Farnesal is an FDA-approved flavoring agent and adjuvant used in forming farnesal-loaded pH-sensitive polymeric micelles to prevent and treat dental caries [7]. Farnesal is a precursor of farnesol [8,9], a bioactive compound used in various industries, including food, cosmetics, and perfumes [10,11,12]. More specifically, farnesol demonstrates antimicrobial, anti-tumor, cardioprotective, hepatoprotective, and neuroprotective properties (in Alzheimer’s and Parkinson’s diseases) [13,14,15,16,17,18]. Furthermore, farnesol has also been shown to be active against allergic asthma, diabetes, atherosclerosis, obesity, and hyperlipidemia [19,20,21].
In this study, the S. maltophilia H3-1 strain, which efficiently converts α-CBT-diol from tobacco to farnesal, was isolated, characterized, and described from the soil. Subsequently, the fermentation conditions were optimized for the efficient conversion of α-CBT-diol into farnesal and the optimal growth of the S. maltophilia H3-1 strain. The cellular localization of the α-CBT-diol-degrading enzymes expressed in S. maltophilia H3-1 was also determined, and a mechanism for converting α-CBT-diol into farnesal was proposed. To our knowledge, this is the first study to report the bioconversion of α-CBT-diol into farnesal through the use of a microbe.

2. Results and Discussion

2.1. Isolation, Identification, and Characterization of α-CBT-diol Biodegrading Bacteria

This study systematically isolated and purified a single S. maltophilia H3-1 strain colony from the soil. The morphological characterization revealed that colonies of the S. maltophilia H3-1 strain on LB medium were light yellow and round, with a bright surface and raised center (Figure 1A). This type of appearance of the colonies is consistent with previous studies that describe the typical morphology of S. maltophilia colonies on LB medium [22]. This appearance is linked to the production of extracellular enzymes and bioactive compounds, contributing to the strain’s adaptability to environmental conditions [23]. Gram staining showed that the S. maltophilia H3-1 strain cells were thin rods, flagella-less, and had a size of 0.2–0.3 × 0.7–1.0 μm (Figure 1B). The lack of flagella indicates a reduced need for motility in its native soil environment. This suggests that biofilm formation is an alternative mode of adaptation, a common trait among Stenotrophomonas species [24].
To identify and classify the bacterial strain isolated from the soil, we sequenced its 16S rDNA, which was 1497 bp in length. The sequence was then compared with previously sequenced bacterial 16S rDNAs using BLAST (2.14.0) homology. The results showed that the 16S rDNA had high similarity with S. maltophilia KT580582T (99.8%), Stenotrophomonas chelatiphaga HQ219979T (99.8%), and Stenotrophomonas acidaminiphila LT223687T (99.8%). The high sequence similarity with the strains above suggests that our isolated strain belongs to the Stenotrophomonas genus. This genus is known for its broad range of metabolic capabilities, which allows it to adapt to various environmental conditions [25,26].
A phylogenetic tree based on the 16S rDNA sequences of the isolated strain was constructed. The tree showed that the H3-1 strain formed a distinct phyletic line with S. maltophilia and is located on a separate branch (Figure 1C). The placement of S. maltophilia H3-1 on a separate branch represents its distinct lineage while indicating a close evolutionary relationship with S. maltophilia strains [27,28].
Initially, the ability of S. maltophilia H3-1 to biodegrade α-CBT-diol into farnesal was determined by growing it in a selective medium containing α-CBT-diol as the sole carbon source. The conversion of α-CBT-diol to farnesal was confirmed by the compound retention index (RI) and GC-MS analysis (Figure 1D). The successful conversion of CBT-diol to farnesal by S. maltophilia H3-1 highlights its potential ability to transform complex organic compounds [29].

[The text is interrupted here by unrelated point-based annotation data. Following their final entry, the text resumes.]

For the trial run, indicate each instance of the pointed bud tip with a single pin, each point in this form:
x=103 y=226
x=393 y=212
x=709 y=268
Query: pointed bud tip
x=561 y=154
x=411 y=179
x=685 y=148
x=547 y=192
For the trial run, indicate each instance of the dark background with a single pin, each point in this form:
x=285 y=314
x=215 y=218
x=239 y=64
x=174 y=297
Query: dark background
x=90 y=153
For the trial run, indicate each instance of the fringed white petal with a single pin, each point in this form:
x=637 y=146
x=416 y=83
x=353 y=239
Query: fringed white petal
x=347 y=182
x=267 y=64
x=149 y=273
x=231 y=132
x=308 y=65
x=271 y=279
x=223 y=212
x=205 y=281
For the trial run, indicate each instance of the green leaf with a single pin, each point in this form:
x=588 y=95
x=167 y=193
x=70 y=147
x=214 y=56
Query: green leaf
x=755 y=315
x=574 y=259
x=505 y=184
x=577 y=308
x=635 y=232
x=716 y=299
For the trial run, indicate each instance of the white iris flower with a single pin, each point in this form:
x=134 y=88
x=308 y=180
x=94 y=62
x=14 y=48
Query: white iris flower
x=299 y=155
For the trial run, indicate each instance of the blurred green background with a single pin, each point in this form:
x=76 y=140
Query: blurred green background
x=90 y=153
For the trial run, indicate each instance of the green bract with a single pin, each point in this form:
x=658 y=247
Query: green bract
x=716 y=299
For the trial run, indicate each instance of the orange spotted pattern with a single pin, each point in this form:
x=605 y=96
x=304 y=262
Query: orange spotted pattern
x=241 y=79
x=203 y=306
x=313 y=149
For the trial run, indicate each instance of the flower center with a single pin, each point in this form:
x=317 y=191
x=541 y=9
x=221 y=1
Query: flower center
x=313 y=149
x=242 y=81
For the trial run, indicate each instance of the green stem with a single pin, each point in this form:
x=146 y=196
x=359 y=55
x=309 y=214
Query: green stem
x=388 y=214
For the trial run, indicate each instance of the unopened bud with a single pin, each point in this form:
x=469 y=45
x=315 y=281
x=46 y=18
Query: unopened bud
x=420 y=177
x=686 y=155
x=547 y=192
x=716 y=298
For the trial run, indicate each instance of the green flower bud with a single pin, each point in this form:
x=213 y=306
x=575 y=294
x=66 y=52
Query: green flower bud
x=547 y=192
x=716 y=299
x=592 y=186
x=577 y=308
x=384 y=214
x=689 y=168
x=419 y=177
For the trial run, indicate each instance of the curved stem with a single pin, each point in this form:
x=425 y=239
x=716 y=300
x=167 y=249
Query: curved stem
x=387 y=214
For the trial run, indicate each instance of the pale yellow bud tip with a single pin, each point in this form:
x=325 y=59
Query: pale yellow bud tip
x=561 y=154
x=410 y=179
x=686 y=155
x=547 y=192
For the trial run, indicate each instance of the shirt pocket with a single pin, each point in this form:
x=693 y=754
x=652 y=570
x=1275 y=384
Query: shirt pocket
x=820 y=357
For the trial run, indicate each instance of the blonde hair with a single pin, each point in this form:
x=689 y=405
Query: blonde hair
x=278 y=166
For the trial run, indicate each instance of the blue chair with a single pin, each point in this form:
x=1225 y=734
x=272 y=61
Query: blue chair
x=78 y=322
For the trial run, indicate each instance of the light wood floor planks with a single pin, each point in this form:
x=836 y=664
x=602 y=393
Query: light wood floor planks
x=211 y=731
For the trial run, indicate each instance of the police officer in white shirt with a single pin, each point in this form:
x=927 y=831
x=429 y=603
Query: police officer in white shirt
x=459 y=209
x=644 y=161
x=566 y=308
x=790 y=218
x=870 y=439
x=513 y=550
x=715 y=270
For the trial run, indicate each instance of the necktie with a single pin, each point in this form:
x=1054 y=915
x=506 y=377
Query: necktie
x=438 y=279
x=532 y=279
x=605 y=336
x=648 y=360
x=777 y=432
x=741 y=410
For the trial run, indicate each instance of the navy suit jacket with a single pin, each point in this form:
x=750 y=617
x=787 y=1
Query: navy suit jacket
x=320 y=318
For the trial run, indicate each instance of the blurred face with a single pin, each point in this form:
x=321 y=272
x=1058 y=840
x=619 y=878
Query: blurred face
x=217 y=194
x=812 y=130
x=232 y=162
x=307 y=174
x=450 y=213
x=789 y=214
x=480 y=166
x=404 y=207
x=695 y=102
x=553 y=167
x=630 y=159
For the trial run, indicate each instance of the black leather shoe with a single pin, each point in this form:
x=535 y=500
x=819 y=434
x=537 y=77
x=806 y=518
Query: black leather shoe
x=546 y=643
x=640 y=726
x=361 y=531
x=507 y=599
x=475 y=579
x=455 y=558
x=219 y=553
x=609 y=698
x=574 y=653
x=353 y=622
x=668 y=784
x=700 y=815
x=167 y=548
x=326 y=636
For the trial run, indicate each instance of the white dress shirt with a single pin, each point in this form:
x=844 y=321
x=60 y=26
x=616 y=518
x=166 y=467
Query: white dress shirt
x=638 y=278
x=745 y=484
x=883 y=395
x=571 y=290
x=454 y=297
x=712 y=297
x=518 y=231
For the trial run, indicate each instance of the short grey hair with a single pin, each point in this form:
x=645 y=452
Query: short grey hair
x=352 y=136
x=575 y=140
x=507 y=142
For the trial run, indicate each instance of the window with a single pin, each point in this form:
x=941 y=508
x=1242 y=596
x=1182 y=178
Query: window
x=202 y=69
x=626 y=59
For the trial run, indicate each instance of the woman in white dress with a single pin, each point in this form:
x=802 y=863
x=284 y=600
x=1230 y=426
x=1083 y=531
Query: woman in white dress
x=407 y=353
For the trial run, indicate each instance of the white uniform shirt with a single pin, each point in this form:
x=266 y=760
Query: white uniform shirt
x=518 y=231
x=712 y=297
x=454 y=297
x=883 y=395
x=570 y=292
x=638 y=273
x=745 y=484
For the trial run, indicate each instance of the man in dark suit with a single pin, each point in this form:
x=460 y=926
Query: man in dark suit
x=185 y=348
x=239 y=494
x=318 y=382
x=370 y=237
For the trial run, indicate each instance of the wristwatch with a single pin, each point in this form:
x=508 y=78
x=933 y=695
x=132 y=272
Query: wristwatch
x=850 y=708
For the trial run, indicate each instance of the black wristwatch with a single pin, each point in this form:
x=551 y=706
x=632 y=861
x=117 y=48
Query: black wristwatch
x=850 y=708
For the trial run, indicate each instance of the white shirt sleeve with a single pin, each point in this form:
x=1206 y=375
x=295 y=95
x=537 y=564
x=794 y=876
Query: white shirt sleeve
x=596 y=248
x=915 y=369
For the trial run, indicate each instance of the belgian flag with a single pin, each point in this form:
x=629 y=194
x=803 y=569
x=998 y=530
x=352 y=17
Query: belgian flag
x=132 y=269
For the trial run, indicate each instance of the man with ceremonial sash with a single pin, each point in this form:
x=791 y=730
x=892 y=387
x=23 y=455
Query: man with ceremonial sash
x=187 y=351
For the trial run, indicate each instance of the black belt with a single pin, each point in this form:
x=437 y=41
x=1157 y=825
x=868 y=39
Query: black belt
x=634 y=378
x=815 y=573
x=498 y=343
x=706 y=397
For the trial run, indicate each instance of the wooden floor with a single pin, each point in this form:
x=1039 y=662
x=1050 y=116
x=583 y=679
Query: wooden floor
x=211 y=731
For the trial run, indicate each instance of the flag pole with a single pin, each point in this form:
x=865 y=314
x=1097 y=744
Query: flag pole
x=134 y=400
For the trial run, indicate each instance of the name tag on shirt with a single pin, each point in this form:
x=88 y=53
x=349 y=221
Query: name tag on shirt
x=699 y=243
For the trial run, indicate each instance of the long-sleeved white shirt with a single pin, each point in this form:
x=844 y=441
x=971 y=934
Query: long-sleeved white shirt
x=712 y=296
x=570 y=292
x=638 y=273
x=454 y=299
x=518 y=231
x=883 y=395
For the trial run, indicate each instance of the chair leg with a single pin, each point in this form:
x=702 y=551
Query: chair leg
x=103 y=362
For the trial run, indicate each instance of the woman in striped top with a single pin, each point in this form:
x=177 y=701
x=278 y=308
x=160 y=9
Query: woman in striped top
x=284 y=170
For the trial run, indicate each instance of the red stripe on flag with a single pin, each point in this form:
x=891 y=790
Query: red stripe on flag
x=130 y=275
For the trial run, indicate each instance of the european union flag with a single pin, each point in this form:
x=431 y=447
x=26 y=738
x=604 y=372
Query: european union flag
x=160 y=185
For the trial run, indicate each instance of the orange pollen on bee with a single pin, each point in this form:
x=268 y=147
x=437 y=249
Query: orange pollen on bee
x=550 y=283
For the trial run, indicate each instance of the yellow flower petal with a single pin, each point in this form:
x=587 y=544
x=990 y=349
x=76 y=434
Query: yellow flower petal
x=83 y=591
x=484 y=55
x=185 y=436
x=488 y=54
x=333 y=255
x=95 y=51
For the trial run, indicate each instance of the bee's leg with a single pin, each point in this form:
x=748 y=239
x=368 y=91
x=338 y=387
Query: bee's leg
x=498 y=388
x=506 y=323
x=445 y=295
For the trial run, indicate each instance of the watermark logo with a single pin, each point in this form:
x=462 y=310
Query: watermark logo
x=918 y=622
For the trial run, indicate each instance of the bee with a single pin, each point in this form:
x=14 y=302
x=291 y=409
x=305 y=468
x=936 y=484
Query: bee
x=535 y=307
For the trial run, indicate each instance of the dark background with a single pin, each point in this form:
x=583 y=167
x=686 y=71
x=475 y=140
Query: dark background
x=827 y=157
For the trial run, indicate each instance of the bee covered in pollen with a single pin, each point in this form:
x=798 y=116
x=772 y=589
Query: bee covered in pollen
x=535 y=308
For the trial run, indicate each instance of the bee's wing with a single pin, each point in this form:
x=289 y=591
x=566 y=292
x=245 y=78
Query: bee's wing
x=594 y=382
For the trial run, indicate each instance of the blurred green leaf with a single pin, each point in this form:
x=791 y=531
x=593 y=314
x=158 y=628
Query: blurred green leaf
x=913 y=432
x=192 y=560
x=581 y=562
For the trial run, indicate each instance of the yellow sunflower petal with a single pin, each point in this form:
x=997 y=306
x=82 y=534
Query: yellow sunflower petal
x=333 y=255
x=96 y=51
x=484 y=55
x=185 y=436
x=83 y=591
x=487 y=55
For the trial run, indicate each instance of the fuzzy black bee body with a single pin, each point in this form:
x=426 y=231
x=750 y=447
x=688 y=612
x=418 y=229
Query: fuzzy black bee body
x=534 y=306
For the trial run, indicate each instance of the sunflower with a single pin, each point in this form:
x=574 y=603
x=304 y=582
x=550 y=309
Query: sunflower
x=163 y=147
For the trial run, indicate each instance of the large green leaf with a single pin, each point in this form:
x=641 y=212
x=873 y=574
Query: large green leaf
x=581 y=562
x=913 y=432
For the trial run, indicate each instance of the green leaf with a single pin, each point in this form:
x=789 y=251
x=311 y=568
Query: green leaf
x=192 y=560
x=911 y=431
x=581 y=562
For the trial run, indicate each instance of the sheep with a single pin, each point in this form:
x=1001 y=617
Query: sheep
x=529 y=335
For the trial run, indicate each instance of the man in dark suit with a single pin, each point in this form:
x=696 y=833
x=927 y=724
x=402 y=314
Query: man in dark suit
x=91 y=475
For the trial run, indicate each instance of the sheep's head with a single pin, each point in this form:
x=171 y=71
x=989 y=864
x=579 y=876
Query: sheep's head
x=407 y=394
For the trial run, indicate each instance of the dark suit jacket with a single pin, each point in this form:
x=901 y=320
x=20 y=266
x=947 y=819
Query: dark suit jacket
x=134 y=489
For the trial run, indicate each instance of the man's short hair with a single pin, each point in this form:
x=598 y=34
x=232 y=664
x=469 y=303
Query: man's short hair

2.2. Growth and α-CBT-diol Bioconversion Curves of S. maltophilia H3-1 Strain

The growth curve of the S. maltophilia H3-1 strain was constructed by recording the optical density at OD600nm. The optical data show that the H3-1 strain grew slower during the first 20 h of the growth period, but after that, it rapidly started growing and consuming a large amount of α-CBT-diol (Figure 2A). S. maltophilia H3-1 strain started consuming α-CBT-diol (non-natural carbon source) for growth due to the selective pressure. It achieved growth optima at the 36th hour, which indicates that the number of cells producing and decaying were in equilibrium (Figure 2A). Moreover, it also shows that the H3-1 strain took 36 h to adapt to consuming α-CBT-diol as a carbon source for growth. Consequently, the bioconversion of α-CBT-diol became visible at the 36th hour of the growth period of the S. maltophilia H3-1 strain.
The extended lag phase represents the period during which the S. maltophilia H3-1 strain adjusted to the novel carbon source [30], demonstrating its potential applications in bioremediation.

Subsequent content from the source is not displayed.